Nach der Kolomna-Vorstadt kam er mit trüben Gedanken und war anfangs sehr zerstreut. Nach einer Unterredung mit Lisa verließ er das Haus mit Tränen in den Augen, denn er war wegen Wassja in größter Angst. Er eilte nach Hause im Laufschritt und stieß am Newakai mit Schumkow zusammen, der ebenfalls irgendwohin rannte.
»Wo willst du hin?« schrie ihn Arkadij Iwanowitsch an.
Wassja blieb stehen, so bestürzt, als hätte man ihn an einem Verbrechen ertappt. »Ich bin nur so ... etwas ausgegangen, wollte etwas spazieren ...«
»Konntest es nicht aushalten? Wolltest eben nach der Kolomna-Vorstadt gehen? Ach, Wassja, Wassja! Warum bist du nun doch zu Julian Mastakowitsch gegangen?«
Wassja gab zuerst keine Antwort. Dann winkte er mit der Hand ab und sagte:
»Arkadij! Ich weiß selbst nicht, was mit mir ist! Ich ...«
»Gut, Wassja, beruhige dich! Ich weiß ja, was es ist. Beruhige dich! Du bist ja noch von den gestrigen Eindrücken so aufgeregt! Bedenke doch: es ist wirklich nicht schwer, diese Aufregung zu überwinden! Alle lieben dich, alle machen dir den Hof, deine Arbeit geht gut vorwärts, du wirst sie fertig machen, du wirst sie unbedingt fertig machen, ich weiß es! Du hast dir wohl etwas eingebildet, hast irgendeinen unbegründeten Angstanfall.«
»Nein, nein, es ist nichts ...«
»Weißt du es noch, Wassja? Du hast schon einmal dasselbe gehabt. Kannst du dich noch erinnern? Als du befördert wurdest, verdoppeltest du vor lauter Glück und Dankbarkeit deinen Eifer, und die Folge davon war, daß du eine ganze Woche lang jede Arbeit verdarbst. Und nun bist du im gleichen Zustande ...«
»Ja, ja, Arkadij ... Doch jetzt ist die Sache anders, ganz anders ...«
»Warum soll es jetzt anders sein?
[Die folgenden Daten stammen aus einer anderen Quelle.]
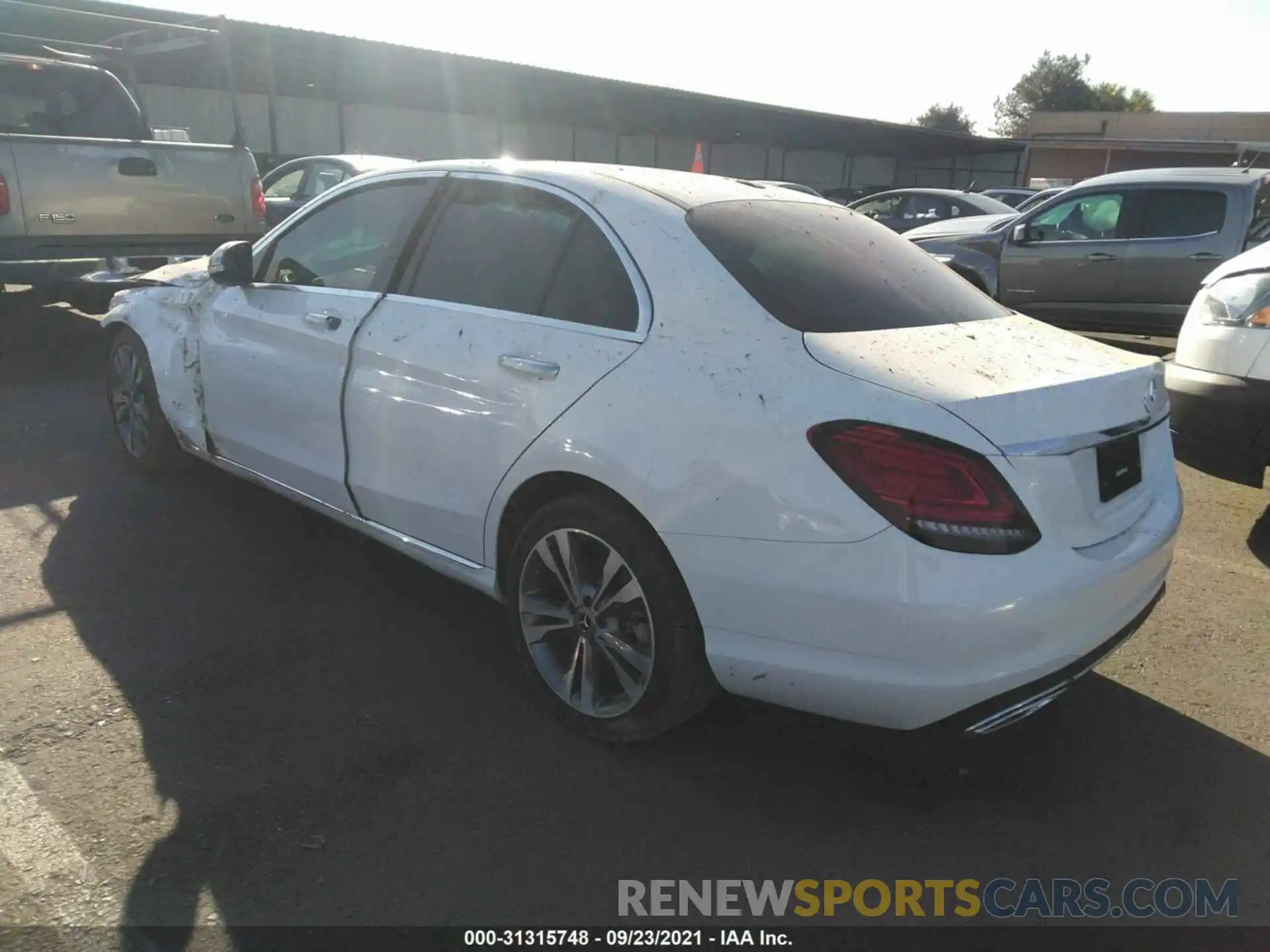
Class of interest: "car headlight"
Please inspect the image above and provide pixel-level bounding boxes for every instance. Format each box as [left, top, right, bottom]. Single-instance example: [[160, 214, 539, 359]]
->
[[1186, 272, 1270, 327]]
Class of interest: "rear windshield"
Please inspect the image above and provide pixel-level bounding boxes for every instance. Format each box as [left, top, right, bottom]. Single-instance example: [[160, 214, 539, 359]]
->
[[689, 200, 1009, 334], [0, 60, 145, 138]]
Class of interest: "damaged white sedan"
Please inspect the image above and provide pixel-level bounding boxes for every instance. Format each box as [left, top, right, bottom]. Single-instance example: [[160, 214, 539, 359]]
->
[[105, 161, 1181, 740]]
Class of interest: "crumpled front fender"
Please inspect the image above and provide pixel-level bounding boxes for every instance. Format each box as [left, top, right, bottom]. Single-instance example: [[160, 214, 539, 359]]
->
[[102, 278, 217, 451]]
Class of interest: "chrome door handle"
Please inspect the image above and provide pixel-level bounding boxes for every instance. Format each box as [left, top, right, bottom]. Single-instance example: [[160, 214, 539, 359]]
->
[[498, 354, 560, 379], [305, 311, 344, 330]]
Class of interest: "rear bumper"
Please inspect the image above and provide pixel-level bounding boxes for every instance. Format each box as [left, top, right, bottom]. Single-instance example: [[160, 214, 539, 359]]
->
[[0, 249, 206, 287], [1165, 360, 1270, 486], [663, 479, 1183, 730], [939, 585, 1165, 735]]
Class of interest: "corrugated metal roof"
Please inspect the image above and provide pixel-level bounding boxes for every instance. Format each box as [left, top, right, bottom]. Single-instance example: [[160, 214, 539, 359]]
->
[[7, 0, 1024, 157]]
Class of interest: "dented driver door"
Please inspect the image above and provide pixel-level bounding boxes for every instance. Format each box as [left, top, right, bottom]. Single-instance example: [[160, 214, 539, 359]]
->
[[199, 177, 439, 512]]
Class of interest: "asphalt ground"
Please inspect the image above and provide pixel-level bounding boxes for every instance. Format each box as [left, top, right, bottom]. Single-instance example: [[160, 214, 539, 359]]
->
[[0, 294, 1270, 949]]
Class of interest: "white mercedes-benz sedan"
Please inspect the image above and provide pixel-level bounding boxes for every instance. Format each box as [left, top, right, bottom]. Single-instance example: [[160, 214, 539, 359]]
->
[[105, 161, 1181, 740]]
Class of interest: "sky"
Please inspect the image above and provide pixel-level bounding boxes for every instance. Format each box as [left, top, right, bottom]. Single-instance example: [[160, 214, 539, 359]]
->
[[126, 0, 1270, 135]]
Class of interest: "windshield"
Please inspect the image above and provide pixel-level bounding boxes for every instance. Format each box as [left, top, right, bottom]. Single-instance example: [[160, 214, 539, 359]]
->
[[687, 200, 1009, 334]]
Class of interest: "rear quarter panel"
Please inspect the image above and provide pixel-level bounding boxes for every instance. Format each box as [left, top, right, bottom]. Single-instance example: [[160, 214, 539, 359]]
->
[[0, 145, 26, 240]]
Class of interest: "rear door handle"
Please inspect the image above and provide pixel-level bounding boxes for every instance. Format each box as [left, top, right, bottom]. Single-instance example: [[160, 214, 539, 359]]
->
[[119, 155, 159, 175], [305, 311, 344, 330], [498, 354, 560, 379]]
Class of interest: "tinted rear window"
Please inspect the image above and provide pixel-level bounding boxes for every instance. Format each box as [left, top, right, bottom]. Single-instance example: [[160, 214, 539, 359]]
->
[[689, 200, 1009, 333], [1129, 188, 1226, 237]]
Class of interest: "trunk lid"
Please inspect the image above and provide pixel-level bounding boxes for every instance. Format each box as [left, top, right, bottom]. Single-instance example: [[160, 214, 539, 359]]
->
[[804, 315, 1175, 548]]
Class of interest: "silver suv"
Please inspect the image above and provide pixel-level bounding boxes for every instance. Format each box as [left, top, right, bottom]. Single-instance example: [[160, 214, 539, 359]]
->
[[904, 169, 1270, 335]]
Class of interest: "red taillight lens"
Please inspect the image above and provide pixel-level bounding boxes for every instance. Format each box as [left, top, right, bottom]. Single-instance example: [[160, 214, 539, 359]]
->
[[251, 179, 268, 218], [806, 420, 1040, 555]]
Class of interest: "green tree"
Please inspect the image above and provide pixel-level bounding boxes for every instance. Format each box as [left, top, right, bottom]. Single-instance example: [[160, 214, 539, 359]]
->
[[1089, 83, 1156, 113], [993, 50, 1156, 136], [912, 103, 974, 132]]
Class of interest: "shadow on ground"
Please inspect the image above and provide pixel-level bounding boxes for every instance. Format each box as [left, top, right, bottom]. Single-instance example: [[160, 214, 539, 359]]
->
[[0, 297, 1270, 948], [1248, 505, 1270, 567]]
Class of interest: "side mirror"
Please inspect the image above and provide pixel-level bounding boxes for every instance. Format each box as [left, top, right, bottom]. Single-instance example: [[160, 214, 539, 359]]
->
[[207, 241, 254, 286]]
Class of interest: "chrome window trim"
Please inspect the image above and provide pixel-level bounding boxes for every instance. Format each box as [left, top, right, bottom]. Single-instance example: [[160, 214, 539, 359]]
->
[[243, 280, 384, 299], [370, 294, 648, 344], [388, 171, 653, 342], [1119, 229, 1222, 241], [251, 167, 450, 265], [1001, 405, 1168, 456]]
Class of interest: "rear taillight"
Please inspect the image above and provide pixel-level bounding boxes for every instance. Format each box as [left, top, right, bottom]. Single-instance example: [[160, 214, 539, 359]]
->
[[251, 179, 268, 218], [806, 420, 1040, 555]]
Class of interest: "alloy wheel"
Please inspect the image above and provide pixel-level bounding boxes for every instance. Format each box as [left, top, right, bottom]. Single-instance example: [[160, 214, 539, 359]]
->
[[518, 528, 654, 717], [110, 342, 150, 458]]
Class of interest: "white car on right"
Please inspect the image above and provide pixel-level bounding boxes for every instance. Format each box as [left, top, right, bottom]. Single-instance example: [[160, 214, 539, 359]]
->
[[1165, 242, 1270, 486]]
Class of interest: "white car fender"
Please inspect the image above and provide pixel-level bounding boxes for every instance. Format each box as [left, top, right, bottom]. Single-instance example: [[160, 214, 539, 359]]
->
[[102, 273, 220, 451]]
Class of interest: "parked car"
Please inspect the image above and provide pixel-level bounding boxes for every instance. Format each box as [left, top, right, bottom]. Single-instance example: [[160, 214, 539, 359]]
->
[[907, 169, 1270, 337], [262, 155, 414, 229], [847, 188, 1013, 232], [754, 182, 824, 198], [0, 54, 264, 311], [1165, 237, 1270, 486], [105, 161, 1181, 741], [1015, 185, 1071, 212], [978, 185, 1037, 208]]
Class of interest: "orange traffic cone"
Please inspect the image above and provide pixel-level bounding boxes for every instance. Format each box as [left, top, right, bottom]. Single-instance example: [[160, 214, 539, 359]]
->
[[692, 142, 706, 174]]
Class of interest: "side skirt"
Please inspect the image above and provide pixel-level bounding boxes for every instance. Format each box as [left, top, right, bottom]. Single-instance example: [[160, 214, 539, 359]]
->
[[183, 440, 499, 599]]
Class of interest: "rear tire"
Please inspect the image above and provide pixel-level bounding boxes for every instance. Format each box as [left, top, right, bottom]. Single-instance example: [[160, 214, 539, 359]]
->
[[105, 327, 189, 476], [504, 493, 718, 742]]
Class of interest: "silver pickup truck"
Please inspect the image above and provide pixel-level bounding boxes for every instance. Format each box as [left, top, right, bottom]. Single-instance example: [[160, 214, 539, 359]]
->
[[0, 54, 265, 309]]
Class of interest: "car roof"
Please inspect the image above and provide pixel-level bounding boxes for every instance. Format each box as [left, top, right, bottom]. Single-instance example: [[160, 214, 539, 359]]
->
[[0, 54, 105, 72], [860, 188, 991, 202], [1078, 167, 1270, 188], [358, 159, 827, 210]]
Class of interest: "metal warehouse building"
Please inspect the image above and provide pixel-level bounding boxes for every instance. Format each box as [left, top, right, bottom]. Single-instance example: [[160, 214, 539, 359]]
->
[[0, 0, 1024, 193]]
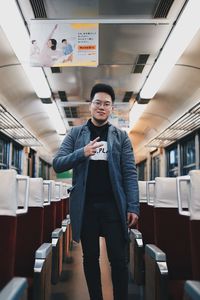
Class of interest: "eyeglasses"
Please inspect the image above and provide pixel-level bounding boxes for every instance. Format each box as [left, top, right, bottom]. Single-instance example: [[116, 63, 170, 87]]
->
[[92, 100, 112, 109]]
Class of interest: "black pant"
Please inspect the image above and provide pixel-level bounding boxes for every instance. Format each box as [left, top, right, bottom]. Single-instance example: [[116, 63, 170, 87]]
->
[[81, 203, 128, 300]]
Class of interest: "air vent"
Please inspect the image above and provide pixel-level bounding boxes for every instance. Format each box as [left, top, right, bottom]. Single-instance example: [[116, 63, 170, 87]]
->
[[40, 98, 52, 104], [58, 91, 68, 102], [122, 91, 133, 102], [131, 54, 149, 73], [30, 0, 47, 19], [154, 0, 174, 19], [64, 106, 78, 118], [51, 67, 61, 73]]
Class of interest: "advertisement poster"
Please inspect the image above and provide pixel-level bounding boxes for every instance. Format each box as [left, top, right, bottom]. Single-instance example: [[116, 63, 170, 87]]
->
[[30, 20, 99, 67]]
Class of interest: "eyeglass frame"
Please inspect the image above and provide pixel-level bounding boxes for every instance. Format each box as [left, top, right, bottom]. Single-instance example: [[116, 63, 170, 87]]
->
[[91, 99, 113, 109]]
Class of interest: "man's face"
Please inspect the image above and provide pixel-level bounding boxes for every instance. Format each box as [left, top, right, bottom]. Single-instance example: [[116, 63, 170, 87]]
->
[[90, 92, 113, 125]]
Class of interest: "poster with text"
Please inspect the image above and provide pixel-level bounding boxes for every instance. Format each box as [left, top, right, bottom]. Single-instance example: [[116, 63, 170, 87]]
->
[[30, 20, 99, 67]]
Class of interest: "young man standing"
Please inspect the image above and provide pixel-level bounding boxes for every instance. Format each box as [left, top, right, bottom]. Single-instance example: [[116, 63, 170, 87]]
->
[[53, 84, 139, 300]]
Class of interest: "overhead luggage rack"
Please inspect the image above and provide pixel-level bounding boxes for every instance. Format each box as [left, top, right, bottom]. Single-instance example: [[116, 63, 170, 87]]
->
[[146, 103, 200, 148], [0, 105, 41, 146]]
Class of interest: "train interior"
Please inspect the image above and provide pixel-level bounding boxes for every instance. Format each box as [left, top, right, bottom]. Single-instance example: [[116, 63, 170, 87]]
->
[[0, 0, 200, 300]]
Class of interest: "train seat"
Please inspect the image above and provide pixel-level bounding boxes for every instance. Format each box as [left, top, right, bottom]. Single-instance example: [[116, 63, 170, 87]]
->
[[0, 170, 28, 289], [129, 229, 144, 285], [43, 180, 56, 243], [61, 183, 71, 262], [0, 277, 28, 300], [15, 178, 51, 299], [145, 177, 192, 299], [0, 170, 17, 289], [138, 181, 154, 244], [184, 280, 200, 300], [177, 170, 200, 280], [130, 181, 154, 285]]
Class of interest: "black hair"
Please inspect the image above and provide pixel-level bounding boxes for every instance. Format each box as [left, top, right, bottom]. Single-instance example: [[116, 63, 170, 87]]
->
[[50, 39, 57, 50], [90, 83, 115, 102]]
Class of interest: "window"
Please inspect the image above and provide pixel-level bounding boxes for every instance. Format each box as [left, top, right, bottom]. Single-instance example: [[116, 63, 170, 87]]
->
[[151, 155, 160, 180], [39, 158, 50, 179], [181, 136, 196, 175], [137, 160, 147, 180], [166, 145, 178, 177], [27, 147, 37, 177], [0, 135, 9, 169], [11, 142, 23, 174]]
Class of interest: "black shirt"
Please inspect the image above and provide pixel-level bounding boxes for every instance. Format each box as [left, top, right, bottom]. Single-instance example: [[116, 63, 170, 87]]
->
[[86, 120, 114, 203]]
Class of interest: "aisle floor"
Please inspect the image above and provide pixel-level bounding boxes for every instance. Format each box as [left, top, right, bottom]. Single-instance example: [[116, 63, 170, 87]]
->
[[51, 238, 142, 300]]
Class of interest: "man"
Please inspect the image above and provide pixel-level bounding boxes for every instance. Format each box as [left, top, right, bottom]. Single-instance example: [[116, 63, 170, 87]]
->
[[62, 39, 73, 62], [53, 84, 139, 300]]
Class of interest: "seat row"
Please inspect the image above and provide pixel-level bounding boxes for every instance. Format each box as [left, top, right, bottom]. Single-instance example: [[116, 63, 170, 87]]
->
[[0, 170, 71, 300], [130, 170, 200, 300]]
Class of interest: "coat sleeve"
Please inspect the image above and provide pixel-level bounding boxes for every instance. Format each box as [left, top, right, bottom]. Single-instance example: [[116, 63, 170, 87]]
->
[[53, 128, 86, 173], [121, 132, 139, 215]]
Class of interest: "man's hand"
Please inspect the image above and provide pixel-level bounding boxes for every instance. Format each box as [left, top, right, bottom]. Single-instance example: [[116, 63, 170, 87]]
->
[[84, 136, 103, 157], [127, 212, 138, 228]]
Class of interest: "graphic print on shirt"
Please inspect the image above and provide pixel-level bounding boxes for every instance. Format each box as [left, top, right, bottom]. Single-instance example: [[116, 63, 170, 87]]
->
[[90, 141, 108, 160]]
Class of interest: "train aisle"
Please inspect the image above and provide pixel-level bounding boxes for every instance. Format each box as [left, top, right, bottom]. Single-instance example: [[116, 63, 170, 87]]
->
[[51, 238, 142, 300]]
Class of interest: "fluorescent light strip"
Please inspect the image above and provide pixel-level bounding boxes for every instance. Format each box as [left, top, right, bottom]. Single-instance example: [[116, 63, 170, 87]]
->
[[140, 0, 200, 99], [0, 0, 51, 98]]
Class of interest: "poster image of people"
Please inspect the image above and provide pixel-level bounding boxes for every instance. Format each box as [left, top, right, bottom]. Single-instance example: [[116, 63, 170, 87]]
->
[[30, 20, 98, 67]]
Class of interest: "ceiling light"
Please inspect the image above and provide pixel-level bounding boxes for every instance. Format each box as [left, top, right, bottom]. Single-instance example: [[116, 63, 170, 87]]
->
[[0, 0, 51, 98], [140, 0, 200, 99], [129, 101, 147, 129], [44, 101, 66, 134]]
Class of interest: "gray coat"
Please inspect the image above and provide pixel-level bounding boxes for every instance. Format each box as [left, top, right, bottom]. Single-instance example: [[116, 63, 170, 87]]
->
[[53, 124, 139, 242]]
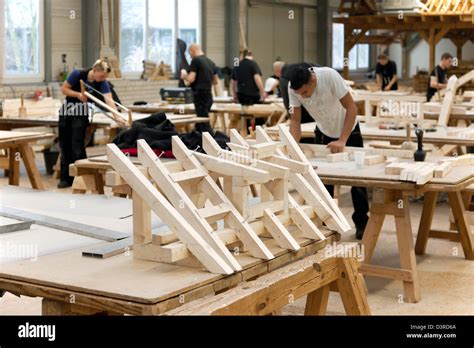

Ich bitte dich! Die Arbeit ist vielleicht gar nicht so dringend, und du richtest dich ganz unnütz zugrunde ...«
»Nein, nein, es macht nichts ... Gehen wir!«
»Also nach Hause und nicht zu ihnen?«
»Nein, mein Lieber! Mit diesem Gesicht kann ich doch nicht zu ihnen kommen! Ich habe es mir schon überlegt. Ich konnte es ohne dich zu Hause nicht aushalten; doch jetzt, wo du wieder bei mir bist, mache ich mich gleich an die Arbeit. Gehen wir!«
Sie gingen zusammen weiter. Anfangs schwiegen sie beide. Wassja hatte jetzt wieder große Eile.
»Warum erkundigst du dich nicht nach ihnen?« fragte Arkadij Iwanowitsch.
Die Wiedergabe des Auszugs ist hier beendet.